The city of 11 million people is synonymous with the coronavirus, which emerged in Wuhan about a year ago, but far less known is its vibrant horse racing scene dating back more than 150 years.
At first glance Wuhan Open Horse Racing, which sprang back into action in October after the city reopened from lockdown, is much like the sport anywhere in the world.
There are thoroughbreds with names such as “Freedom Fighter” and “Ultimate Perfection”; jockeys wear coloured silks; spectators in a grandstand check the form guide to pick a winner.
But there is one crucial difference: gambling is broadly illegal in mainland China.
Instead, people scan a QR code on their mobile phone and select a winner. If that horse comes in, they win a prize.
On a recent Saturday at Orient Lucky City racecourse, the prize was a cushion.
But it can also be cooking oil, phone credit or — if you guess several winners in a row — a rice cooker or even a car. There are no cash prizes.
For Mr. Zhang, a spectator who declined to give his first name, the absence of betting does not matter.
“It’s different from foreign countries, the fun here is watching the horses in action and soaking up the atmosphere,” the 65-year-old, who lives nearby and is making his second visit to the races, said behind a face mask.
Jin Lei, who is attending with two friends, said it was his first time at the races and there is a thrill in “getting close up to feel the power of the horses”.
“I came here more out of novelty,” the 27-year-old medical consultant added.
Entry for spectators starts at 50 yuan ($8) although at least two people told AFP that they were given free tickets.
– ‘I missed it’ –
The wet and chilly weather put a dampener on what was the penultimate race day of the coronavirus-shortened Wuhan racing season and made for a crowd of just a few hundred people, many of them young families.
But Jacky Wu, chairman of Orient Lucky Horse Group, which built and runs the racecourse, said there would normally be between 3,000 and 5,000 spectators.
Unlike race days in other countries, which can be alcohol-fuelled affairs, there was tea, juice and fruit as adults and children sheltered inside from the rain.
The purpose-built Wuhan course saw its first action in 2003 but Wu said that there is “a long history” of horse racing in the central city because of the British who once traded there.
“Wuhan’s first racecourse was in 1864 and in the past there were four racecourses running at the same time,” he said in his office overlooking Wuhan’s sand track.
According to Wu, although there is racing in other parts of mainland China, notably in the far-flung regions of Xinjiang and Inner Mongolia, Wuhan is “the centre of Western-standard horse racing” in the country.
However, like sport all over the globe, the coronavirus hit racing in Wuhan hard, wiping out four months of the season.
The city was locked down from January 23 until early April and racing only resumed in October.

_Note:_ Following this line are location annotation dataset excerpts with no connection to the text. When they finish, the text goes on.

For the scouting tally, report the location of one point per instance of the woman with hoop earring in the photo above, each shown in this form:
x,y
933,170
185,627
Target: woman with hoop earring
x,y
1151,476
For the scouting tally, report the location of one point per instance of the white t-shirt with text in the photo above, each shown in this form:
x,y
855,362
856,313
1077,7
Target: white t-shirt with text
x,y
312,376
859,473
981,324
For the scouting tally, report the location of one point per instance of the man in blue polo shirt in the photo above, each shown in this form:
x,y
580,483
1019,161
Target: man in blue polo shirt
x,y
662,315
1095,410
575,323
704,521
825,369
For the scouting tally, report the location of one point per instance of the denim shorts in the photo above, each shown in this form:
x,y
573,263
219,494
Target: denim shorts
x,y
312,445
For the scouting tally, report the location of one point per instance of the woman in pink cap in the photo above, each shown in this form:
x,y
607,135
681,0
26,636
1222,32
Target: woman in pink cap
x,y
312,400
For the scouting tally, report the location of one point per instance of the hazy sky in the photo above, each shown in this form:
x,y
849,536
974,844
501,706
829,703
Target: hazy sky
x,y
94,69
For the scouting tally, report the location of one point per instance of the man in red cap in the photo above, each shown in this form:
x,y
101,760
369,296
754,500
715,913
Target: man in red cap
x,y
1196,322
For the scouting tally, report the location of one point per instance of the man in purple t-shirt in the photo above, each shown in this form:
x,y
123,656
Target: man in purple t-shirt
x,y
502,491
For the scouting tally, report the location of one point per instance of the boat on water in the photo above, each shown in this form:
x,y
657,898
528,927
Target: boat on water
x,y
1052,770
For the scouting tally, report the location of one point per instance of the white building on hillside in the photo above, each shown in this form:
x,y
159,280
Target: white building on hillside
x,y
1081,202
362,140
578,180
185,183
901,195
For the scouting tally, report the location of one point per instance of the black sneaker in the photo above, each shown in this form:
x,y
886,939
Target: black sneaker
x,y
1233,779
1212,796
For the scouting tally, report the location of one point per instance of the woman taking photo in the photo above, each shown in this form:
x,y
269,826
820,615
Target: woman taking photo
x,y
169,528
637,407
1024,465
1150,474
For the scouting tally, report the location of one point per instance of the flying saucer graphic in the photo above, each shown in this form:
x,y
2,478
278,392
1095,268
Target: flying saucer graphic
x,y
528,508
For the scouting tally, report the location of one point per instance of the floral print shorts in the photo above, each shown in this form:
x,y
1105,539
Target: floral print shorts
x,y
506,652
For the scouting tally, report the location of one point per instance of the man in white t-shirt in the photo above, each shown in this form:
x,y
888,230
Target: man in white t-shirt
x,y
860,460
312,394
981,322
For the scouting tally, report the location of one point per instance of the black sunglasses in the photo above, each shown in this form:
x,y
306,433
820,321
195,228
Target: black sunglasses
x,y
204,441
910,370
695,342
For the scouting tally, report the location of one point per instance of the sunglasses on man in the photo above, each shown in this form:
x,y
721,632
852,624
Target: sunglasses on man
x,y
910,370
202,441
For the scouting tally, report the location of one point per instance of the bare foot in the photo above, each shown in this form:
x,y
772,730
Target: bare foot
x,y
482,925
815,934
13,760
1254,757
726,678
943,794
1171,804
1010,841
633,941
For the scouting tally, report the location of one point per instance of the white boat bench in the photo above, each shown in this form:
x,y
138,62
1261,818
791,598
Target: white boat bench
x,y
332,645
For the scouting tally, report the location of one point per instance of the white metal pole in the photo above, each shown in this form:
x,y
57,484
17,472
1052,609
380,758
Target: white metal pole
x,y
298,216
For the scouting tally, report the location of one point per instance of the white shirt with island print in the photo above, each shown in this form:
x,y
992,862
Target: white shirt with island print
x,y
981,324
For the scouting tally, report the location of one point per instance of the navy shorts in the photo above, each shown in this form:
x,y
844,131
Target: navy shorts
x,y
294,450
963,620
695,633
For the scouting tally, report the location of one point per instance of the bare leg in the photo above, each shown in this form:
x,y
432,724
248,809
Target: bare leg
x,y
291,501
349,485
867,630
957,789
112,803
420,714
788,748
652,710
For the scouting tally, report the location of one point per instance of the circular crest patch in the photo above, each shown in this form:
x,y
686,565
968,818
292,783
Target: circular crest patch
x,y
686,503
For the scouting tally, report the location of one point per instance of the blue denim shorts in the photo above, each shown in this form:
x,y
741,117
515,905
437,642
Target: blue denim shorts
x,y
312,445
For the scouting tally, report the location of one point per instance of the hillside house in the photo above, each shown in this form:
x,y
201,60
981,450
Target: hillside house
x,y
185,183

Nearly 4,000 people died of the virus in Wuhan.
Xiang Yan, a jockey from the city, said it was a relief to get back in the saddle having been locked down for 76 days.
“Riding every day is my habit and not doing so for a long time, I missed it,” said the 24-year-old.
– Wuhan ploughs on –
After a grim year Wu is optimistic about the future of Wuhan horse racing. It is backed by local authorities and China’s ruling Communist Party wants to boost equestrian sport.

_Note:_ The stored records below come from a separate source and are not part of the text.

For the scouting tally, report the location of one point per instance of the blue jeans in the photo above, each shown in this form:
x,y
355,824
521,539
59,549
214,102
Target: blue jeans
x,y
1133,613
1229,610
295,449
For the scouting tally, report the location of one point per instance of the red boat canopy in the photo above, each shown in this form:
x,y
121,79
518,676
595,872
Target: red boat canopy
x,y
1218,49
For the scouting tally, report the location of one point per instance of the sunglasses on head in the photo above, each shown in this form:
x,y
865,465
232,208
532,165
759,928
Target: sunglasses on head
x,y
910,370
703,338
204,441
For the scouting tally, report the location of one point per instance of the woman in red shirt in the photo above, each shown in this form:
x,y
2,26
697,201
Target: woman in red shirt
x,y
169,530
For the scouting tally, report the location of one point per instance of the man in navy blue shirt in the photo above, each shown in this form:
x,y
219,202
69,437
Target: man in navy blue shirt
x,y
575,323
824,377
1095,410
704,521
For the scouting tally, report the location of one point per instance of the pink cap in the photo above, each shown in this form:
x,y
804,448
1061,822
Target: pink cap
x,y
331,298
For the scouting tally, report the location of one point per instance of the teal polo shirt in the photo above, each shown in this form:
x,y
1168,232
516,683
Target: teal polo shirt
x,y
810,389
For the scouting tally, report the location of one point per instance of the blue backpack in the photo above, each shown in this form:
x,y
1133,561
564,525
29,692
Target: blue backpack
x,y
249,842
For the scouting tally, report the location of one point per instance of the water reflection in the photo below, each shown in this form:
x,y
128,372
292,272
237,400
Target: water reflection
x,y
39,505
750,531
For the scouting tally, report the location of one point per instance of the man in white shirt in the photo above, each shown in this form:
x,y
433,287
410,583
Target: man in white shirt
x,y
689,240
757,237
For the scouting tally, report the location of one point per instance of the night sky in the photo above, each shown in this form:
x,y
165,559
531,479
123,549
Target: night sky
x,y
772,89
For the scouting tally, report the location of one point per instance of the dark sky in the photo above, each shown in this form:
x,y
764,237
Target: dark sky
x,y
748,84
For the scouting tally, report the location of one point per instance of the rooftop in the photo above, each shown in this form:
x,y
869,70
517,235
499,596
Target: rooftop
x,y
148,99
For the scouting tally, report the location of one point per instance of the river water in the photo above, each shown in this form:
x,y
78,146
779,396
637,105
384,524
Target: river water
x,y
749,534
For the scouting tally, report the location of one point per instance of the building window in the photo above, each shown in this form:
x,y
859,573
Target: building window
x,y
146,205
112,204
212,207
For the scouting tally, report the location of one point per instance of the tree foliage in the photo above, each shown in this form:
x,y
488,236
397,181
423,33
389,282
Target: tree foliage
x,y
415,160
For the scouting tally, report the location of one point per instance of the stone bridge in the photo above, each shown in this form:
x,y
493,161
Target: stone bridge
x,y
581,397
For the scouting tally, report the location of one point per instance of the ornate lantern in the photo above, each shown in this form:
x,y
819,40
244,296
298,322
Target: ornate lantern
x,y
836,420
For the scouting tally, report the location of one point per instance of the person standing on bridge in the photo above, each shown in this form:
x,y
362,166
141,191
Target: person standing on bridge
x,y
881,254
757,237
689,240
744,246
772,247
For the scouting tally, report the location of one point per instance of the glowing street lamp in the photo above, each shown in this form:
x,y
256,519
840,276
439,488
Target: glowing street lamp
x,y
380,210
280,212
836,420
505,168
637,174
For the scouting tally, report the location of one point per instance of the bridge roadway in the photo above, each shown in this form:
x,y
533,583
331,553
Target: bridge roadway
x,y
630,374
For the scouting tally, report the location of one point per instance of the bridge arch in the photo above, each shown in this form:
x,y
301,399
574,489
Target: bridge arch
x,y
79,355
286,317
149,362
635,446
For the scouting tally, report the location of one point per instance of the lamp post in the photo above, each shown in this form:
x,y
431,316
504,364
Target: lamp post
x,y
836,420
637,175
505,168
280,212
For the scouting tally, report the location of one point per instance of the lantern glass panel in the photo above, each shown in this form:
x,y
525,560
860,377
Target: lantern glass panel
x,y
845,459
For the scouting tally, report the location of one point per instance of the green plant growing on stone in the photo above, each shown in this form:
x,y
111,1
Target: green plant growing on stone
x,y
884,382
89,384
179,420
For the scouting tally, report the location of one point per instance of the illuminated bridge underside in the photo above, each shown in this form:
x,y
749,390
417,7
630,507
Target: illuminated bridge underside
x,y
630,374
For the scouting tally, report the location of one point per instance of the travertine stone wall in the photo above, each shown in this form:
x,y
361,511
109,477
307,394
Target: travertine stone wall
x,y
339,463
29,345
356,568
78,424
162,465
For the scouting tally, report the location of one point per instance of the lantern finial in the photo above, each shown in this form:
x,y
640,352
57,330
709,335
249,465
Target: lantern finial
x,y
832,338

“It wasn’t easy for us to get horse racing going in Wuhan this year and the pandemic isn’t over,” said Wu, who is also chairman of Wuhan Jockey Club.

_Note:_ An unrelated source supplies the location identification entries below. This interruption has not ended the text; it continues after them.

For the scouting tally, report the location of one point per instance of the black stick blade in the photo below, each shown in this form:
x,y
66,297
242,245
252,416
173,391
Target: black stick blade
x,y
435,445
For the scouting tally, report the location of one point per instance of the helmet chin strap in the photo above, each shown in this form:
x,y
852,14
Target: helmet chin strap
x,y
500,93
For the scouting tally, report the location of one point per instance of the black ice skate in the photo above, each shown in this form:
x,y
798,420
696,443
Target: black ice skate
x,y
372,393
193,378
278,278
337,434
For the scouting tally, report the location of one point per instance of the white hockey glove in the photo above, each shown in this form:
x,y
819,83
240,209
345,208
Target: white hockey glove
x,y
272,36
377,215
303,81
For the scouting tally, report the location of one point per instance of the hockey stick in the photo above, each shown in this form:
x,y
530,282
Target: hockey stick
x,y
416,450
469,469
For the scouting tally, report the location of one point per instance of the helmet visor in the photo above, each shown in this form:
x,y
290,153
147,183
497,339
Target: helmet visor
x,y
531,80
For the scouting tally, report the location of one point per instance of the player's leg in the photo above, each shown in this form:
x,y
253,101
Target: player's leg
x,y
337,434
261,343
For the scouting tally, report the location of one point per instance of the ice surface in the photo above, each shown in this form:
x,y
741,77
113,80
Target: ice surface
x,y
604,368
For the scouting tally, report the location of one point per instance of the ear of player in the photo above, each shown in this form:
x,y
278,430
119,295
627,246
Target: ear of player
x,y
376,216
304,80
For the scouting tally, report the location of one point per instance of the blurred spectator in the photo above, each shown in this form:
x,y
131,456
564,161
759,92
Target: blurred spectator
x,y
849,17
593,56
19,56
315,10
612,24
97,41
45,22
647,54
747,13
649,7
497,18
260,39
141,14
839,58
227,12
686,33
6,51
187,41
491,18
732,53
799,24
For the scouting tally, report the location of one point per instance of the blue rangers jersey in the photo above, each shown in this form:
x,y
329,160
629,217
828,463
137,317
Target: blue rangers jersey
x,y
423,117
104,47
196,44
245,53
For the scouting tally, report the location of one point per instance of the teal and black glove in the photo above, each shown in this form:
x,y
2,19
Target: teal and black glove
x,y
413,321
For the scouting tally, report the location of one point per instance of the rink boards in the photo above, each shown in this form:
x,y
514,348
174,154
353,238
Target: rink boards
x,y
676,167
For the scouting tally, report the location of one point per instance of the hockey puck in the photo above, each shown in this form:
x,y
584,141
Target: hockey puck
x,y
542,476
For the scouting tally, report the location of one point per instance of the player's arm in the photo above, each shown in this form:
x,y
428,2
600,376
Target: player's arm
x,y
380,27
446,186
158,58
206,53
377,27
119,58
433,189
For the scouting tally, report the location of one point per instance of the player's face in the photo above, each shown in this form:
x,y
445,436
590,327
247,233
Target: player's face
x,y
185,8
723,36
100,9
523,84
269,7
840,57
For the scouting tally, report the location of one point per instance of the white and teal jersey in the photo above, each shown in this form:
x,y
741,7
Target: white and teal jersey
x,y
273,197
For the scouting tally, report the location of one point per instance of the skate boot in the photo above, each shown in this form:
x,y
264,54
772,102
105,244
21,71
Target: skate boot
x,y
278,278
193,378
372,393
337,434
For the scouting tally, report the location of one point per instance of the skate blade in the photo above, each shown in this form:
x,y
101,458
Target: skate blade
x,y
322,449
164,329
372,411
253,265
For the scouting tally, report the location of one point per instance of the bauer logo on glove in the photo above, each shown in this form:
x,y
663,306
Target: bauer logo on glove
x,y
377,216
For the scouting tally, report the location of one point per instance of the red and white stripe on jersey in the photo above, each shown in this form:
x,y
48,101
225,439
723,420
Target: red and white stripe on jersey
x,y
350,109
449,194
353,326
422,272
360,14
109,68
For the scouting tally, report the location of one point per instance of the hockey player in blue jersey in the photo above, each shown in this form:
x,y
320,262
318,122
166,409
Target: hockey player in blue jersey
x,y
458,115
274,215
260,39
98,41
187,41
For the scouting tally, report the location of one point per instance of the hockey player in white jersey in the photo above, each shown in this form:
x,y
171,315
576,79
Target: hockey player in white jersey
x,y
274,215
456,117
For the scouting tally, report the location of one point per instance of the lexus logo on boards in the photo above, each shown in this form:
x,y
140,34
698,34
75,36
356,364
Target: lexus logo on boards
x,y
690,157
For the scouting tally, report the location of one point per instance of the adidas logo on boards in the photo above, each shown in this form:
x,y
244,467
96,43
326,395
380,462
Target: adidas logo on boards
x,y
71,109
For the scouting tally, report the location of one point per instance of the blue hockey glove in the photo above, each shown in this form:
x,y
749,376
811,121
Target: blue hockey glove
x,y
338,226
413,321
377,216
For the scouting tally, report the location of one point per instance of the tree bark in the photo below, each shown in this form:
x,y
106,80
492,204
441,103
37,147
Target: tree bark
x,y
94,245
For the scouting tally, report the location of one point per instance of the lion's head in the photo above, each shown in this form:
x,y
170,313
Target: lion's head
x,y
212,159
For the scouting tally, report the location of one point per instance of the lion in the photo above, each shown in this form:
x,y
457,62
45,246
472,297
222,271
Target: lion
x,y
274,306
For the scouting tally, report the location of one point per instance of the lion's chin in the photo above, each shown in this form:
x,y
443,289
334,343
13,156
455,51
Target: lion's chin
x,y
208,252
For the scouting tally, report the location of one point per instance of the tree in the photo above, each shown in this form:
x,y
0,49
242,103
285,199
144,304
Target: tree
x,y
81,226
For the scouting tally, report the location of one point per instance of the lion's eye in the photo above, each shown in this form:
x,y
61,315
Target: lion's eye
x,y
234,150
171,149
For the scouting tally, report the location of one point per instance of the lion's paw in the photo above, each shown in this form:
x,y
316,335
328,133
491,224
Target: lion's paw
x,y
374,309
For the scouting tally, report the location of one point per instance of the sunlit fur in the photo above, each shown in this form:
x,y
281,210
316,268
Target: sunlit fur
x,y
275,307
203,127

“But the fact we now have races on shows that Wuhan attaches great importance to horse racing.”
With China successfully slowing virus infections to a trickle nationwide, plans are afoot for a bigger and better 2021 for the Wuhan racing industry.
“If all goes according to plan we expect to increase the level of competition, the prize money, the number of foreign jockeys and the quality of the horses,” said Wu.
“We will continue to invest in the next few years and it should be said that we are very confident in the future of Chinese horse racing, very confident.”
He added: “Horse racing in many cities has stopped, but Wuhan hasn’t.”